On the heels of the Wall Street Journal article asserting Obama would leave the Bush intelligence team basically in place and the Washington Post article contradicting it, we now have a third perspective on how an Obama Administration might deal with things like "enhanced interrogation":
With growing talk in Washington that President Bush may be considering an unprecedented "blanket pardon" for people involved in his administration's brutal interrogation policies, advisors to Barack Obama are pressing ahead with plans for a nonpartisan commission to investigate alleged abuses under Bush.The Obama plan, first revealed by Salon in August, would emphasize fact-finding investigation over prosecution. It is gaining currency in Washington as Obama advisors begin to coordinate with Democrats in Congress on the proposal. The plan would not rule out future prosecutions, but would delay a decision on that matter until all essential facts can be unearthed. Between the time necessary for the investigative process and the daunting array of policy problems Obama will face upon taking office, any decision on prosecutions probably would not come until a second Obama presidential term, should there be one.

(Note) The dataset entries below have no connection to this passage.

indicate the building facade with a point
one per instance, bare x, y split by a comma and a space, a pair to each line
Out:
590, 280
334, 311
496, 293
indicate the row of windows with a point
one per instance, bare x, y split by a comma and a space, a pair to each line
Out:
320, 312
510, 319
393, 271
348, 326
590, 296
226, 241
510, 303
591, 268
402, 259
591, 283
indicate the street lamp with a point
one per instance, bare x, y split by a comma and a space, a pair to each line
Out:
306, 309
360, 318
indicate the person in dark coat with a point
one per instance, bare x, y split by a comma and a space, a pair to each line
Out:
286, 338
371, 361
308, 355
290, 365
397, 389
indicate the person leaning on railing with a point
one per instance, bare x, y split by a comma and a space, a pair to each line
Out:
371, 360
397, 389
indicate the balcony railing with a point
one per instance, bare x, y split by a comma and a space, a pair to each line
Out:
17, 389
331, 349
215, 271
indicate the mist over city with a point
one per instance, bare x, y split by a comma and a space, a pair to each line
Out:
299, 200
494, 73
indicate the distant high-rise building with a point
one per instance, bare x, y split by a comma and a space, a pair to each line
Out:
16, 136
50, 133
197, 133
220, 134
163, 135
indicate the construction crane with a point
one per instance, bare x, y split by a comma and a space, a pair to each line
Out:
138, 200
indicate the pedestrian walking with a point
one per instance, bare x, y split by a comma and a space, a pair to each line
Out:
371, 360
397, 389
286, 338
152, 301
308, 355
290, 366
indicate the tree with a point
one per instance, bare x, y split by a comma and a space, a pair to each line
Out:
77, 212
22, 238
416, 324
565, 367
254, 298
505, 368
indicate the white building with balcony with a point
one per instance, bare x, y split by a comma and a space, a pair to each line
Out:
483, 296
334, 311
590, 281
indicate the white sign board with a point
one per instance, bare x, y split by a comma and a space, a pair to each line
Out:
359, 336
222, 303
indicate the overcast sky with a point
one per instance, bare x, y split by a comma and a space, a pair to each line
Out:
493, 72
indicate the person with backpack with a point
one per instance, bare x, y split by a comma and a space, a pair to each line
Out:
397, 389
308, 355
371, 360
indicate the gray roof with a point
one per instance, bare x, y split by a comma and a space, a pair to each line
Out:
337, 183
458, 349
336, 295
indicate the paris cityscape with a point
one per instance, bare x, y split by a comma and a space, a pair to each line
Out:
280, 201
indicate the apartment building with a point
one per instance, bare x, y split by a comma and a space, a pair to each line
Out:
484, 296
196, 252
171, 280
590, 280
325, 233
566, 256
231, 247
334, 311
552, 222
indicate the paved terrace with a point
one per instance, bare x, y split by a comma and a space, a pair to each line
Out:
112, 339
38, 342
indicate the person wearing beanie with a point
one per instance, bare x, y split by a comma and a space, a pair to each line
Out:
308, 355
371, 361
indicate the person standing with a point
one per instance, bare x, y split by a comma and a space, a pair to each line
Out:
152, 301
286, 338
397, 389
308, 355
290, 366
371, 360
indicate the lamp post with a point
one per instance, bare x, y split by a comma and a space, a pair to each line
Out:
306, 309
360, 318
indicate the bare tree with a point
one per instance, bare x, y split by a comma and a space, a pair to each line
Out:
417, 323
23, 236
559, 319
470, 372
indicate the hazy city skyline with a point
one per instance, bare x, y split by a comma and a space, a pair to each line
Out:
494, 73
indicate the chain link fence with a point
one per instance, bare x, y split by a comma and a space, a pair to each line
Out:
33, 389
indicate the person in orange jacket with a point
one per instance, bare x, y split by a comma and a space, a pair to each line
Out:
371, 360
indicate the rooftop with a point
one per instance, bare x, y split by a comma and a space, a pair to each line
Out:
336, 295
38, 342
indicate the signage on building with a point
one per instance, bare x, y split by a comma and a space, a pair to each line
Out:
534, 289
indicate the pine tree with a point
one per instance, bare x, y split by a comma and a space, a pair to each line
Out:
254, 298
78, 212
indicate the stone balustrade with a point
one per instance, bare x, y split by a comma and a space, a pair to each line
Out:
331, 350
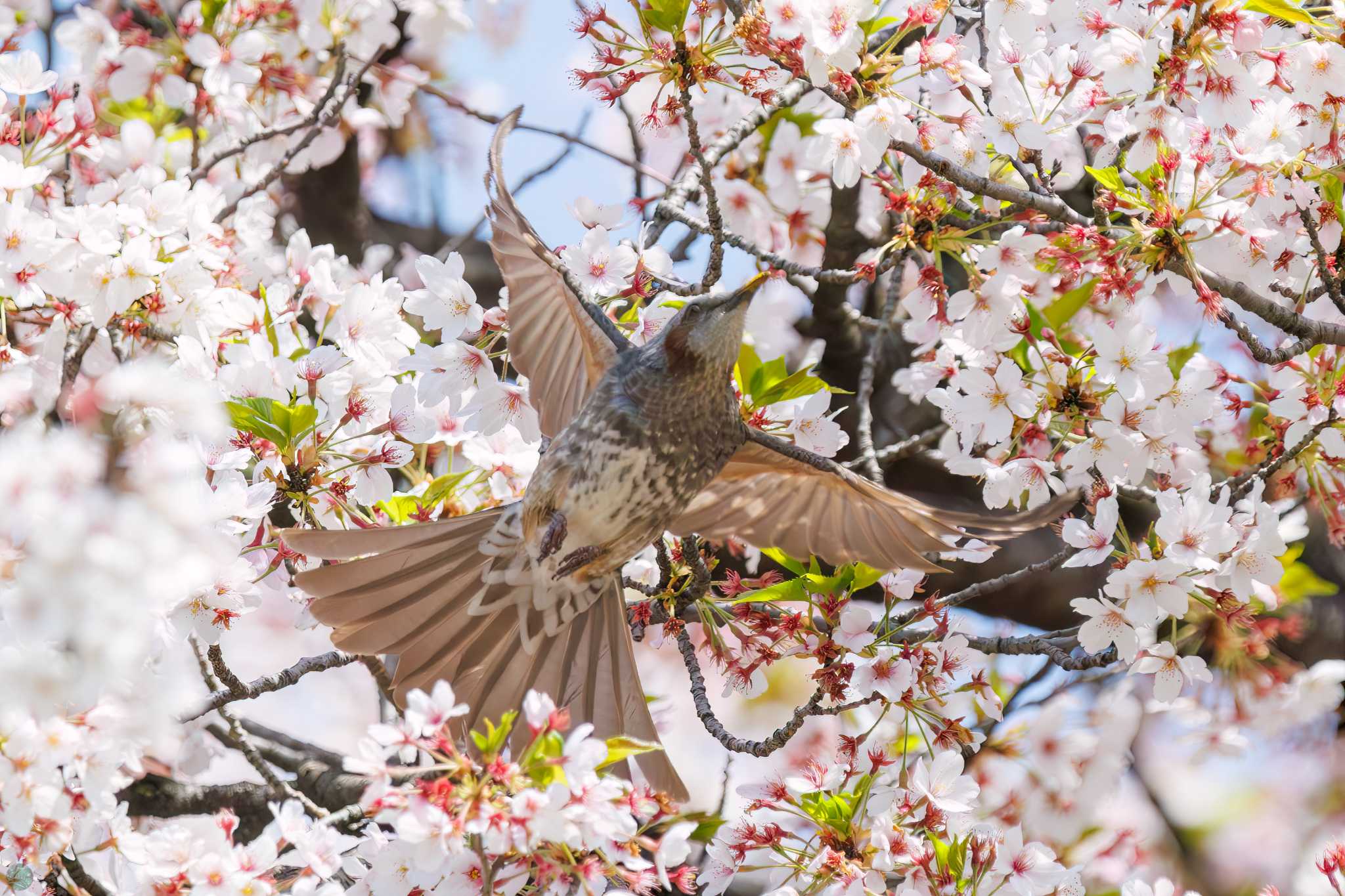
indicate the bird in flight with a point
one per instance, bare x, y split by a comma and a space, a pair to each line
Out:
643, 440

So Mark Benjamin at Salon is now reporting that the Obama administration might consider prosecutions of people found to have engaged in what they determine is illegal activity connected to Bush's "brutal interrogation policies," which doesn't rule out the Post's reporting but explicitly rejects the Journal's. I should add that I like the idea of prosecutions for people who broke the law by engaging in or ordering torture, except that the person ultimately responsible would likely escape prosecution no matter what.
I write this to point out that breathless speculation about what Obama will and will not do with regard to this issue isn't very helpful, because clearly no one is sure of what exactly the Obama team's intentions are, and it probably won't be clear until they're finished deciding what it is. Really, we don't know. So let's not freak out until there's something to freak out about.